Her examples were powerful. Students from Oakland seeing the ocean for the first time. Students travelling to places like Costa Rica, Belize, Cambodia, and Native American reservations in the Southwest. A group visiting Ai Weiwei’s studio in China. Another group, young men from New Orleans in the Son of a Saint program, travelling to Ghana during the Year of Return.

Julia also made a point that I found especially compelling: the real impact often shows itself after the trip, when students return home. They come back “supercharged,” starting clubs, reshaping their goals, and finding new ways to lead in their own communities.

Print, digital, and the case for long-form storytelling

To close the episode, I asked Julia about the print-versus-digital debate.

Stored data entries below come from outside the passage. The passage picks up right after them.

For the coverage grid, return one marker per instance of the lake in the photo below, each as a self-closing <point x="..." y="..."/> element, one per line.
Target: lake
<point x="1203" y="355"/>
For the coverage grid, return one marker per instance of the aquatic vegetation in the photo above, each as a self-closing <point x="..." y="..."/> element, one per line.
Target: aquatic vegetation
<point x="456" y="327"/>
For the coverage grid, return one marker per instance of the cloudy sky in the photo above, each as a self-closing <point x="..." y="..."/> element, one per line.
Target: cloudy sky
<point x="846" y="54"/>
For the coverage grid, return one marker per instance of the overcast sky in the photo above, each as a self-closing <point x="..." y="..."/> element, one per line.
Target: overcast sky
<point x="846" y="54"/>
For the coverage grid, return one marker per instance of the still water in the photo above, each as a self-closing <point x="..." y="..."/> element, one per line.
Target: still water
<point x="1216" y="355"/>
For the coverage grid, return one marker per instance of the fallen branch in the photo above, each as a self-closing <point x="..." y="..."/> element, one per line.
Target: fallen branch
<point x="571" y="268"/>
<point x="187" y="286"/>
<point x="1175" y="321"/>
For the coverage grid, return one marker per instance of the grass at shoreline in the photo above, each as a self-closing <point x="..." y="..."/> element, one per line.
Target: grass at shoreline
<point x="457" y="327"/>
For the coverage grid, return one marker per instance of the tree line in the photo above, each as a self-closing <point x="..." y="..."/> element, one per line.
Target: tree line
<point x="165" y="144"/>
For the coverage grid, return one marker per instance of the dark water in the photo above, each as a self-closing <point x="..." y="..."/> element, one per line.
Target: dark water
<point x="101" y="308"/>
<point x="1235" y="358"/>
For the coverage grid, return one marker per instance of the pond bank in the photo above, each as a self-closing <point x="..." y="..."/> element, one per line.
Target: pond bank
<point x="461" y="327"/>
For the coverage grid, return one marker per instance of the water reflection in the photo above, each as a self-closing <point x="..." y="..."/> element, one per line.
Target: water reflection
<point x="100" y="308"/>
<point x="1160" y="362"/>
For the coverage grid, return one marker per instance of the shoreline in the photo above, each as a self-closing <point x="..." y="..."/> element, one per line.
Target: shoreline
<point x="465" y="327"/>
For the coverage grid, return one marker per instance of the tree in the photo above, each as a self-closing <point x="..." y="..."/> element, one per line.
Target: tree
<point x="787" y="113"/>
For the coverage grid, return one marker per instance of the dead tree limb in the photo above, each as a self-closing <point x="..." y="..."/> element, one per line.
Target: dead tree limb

She argued that print offers a respite from noise, a lean-back experience that suits travel storytelling, whether you are on a couch or on an airplane. Digital provides immediacy and utility, giving people information and answers when they need them.

But Julia also pushed back against the idea that digital must be short, shallow, or disposable. She believes long-form, well-reported stories still matter, whether they are ink on paper or pixels on a phone late at night.

I agreed. As publishers and storytellers, we can serve search-driven needs without letting analytics become the only compass. Julia’s point was sharper: the best media companies anticipate what readers need before readers can articulate it. That is where the unexpected story lives, the piece that draws you in because it opens a window you did not know you were missing.

What I took from this conversation

This interview with Julia Cosgrove reinforced something I have long believed. Travel media shapes more than itineraries. It shapes who gets seen, which places feel accessible, what “good travel” looks like, and how curiosity becomes empathy.

Julia’s message, threaded through every part of our discussion, was that the post-pandemic travel landscape needs intention. Better representation in storytelling. More accountability from brands. More responsibility from travellers. And a continued commitment to depth, because long-form reporting and thoughtful narrative remain among the strongest tools we have for expanding how people understand the world.